Wired: Echelon Furor Ends in a Whimper
Brian Gladman
Brian Gladman" <brg at gladman.plus.com
Wed, 11 Jul 2001 09:35:51 +0100
From: "John Young" <jya@pipeline.com>
To: <ukcrypto@chiark.greenend.org.uk>
Sent: Wednesday, July 11, 2001 12:20 AM
Subject: RE: Wired: Echelon Furor Ends in a Whimper
[snip]
> Should end-to-end encryption become universal as Brian suggests,
> the question arises of what would be singular data for the NSA
> and like-snoops to collect and retain? Will it be all communication,
> along with burgeoning storage and sorting inventions such as NSA
> brags it is feverishly developing (Bamford reports), or will other
> characteristics be used to single out special data (and now used
> to sort through increasing encrypted data)?

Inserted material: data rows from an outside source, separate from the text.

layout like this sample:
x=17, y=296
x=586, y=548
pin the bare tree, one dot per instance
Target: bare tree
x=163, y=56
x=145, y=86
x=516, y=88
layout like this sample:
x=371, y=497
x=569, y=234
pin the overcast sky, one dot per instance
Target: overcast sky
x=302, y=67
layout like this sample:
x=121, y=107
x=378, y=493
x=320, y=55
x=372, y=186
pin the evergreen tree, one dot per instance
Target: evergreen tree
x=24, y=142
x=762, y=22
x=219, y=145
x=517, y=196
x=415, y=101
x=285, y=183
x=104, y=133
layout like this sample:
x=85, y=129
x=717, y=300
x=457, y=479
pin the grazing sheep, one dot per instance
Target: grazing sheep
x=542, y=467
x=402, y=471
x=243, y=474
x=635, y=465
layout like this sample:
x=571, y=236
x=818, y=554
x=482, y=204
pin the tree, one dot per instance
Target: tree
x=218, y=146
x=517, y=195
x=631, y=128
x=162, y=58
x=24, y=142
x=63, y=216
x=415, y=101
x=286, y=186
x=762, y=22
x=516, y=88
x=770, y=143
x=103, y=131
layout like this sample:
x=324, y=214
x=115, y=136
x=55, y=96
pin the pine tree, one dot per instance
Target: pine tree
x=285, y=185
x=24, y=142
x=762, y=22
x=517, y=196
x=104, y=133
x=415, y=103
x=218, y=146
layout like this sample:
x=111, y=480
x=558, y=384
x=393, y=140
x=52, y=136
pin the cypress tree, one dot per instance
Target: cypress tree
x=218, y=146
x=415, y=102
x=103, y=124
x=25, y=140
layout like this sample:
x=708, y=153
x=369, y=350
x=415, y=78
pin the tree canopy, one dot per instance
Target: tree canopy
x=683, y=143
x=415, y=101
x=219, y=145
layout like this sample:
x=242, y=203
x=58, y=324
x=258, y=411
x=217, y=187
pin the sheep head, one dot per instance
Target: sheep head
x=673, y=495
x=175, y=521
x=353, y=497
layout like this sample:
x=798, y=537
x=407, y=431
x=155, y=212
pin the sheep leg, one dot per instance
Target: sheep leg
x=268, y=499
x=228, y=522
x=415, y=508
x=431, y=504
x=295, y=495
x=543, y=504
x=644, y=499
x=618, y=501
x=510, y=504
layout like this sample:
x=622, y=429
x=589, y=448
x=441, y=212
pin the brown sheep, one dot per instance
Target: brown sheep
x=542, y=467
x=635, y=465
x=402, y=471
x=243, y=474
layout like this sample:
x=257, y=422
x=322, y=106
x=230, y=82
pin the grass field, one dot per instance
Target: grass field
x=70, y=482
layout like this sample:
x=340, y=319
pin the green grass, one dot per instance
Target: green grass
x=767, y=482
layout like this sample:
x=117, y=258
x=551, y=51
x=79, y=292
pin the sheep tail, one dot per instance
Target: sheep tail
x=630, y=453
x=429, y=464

End-to-end encryption, as such, does not hide traffic flow information so I
suspect that collection and storage of encrypted traffic will be
increasingly selective on the basis of 'who is talking to who' and other
more subtle distinguishers.
> There are hints in the regulations governing NSA interception that
> there are other means to identify special data other than its
> cryptographic attributes. But only generic terms such as "technical"

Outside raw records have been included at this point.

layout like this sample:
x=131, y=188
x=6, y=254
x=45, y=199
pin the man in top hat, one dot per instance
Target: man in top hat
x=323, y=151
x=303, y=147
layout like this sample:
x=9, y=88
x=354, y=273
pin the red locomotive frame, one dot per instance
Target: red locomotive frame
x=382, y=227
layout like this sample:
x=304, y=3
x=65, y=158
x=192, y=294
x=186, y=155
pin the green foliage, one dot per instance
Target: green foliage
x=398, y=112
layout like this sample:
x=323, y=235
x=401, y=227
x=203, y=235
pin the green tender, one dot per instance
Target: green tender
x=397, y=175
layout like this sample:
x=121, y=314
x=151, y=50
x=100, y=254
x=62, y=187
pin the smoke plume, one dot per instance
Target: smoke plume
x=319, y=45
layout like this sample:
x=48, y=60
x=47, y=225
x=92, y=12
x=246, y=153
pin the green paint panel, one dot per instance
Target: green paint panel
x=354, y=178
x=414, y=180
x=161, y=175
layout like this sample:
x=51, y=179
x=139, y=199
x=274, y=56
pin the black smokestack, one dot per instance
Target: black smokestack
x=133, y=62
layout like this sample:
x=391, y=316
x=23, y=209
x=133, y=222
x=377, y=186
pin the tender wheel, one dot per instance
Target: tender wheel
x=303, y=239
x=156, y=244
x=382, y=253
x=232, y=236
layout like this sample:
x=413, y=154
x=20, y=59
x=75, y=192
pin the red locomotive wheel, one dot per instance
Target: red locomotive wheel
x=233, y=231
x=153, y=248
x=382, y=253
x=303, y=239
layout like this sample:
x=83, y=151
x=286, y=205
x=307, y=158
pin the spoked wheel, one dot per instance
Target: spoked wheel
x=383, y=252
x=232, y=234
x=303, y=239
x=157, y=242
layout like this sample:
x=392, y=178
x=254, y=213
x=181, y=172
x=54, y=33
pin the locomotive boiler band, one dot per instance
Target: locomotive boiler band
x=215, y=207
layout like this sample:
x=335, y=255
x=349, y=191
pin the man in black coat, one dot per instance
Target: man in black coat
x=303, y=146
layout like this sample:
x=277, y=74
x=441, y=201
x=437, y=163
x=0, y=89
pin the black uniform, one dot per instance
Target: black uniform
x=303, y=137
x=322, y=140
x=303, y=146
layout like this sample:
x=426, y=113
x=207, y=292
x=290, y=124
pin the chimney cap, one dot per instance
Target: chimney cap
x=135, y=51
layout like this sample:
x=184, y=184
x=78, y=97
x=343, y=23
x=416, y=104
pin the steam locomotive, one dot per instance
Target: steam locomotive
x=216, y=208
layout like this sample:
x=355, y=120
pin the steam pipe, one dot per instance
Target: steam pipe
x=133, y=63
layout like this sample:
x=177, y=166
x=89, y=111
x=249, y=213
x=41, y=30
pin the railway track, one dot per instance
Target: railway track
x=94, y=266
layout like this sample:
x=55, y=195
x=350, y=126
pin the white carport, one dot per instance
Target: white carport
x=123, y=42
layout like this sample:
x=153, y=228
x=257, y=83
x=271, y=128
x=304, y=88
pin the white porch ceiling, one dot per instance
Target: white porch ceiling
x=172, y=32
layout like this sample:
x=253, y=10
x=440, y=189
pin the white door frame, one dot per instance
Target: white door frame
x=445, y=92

> are used for those hints -- that is, when the terms are not censored
> altogether as cryptographic and TEMPEST terms once were.
When searching for 'needles in haystacks' it pays to use all the help you
can get.
Paradoxically, as we progressively deploy end-to-end crypto, we force
information pirates to apply more energy to illicit data acces in end
systems. And since data held in the latter is infinitely less protected
than it is when cryptographically protected in transit, we may not see the
improvements in information security that we expect from such a deployment.
But, perhaps worse than this, system penetration is an active form of attack
that poses some really serious safety concerns. If we find that systems
penetration is increasingly used, it will not always be obvious before the
event whether or not 'interfering' with a target system will pose serious
safety risks. It is fairly obvious that enemy penetration of defence
systems could be disastrous but increasingly the same is true of many civil
systems.
It is hence hardly a surprise that governments are now increasingly
concerned about civil infrastructure protection but they face a legacy of
50+ years of government investment in insecurity. The consequences of the
continuing inbalance of UK government investment in information expolitation
and information protection was the primary cause of major disagreements
between GCHQ and myself in the late 1980s and early 1990s.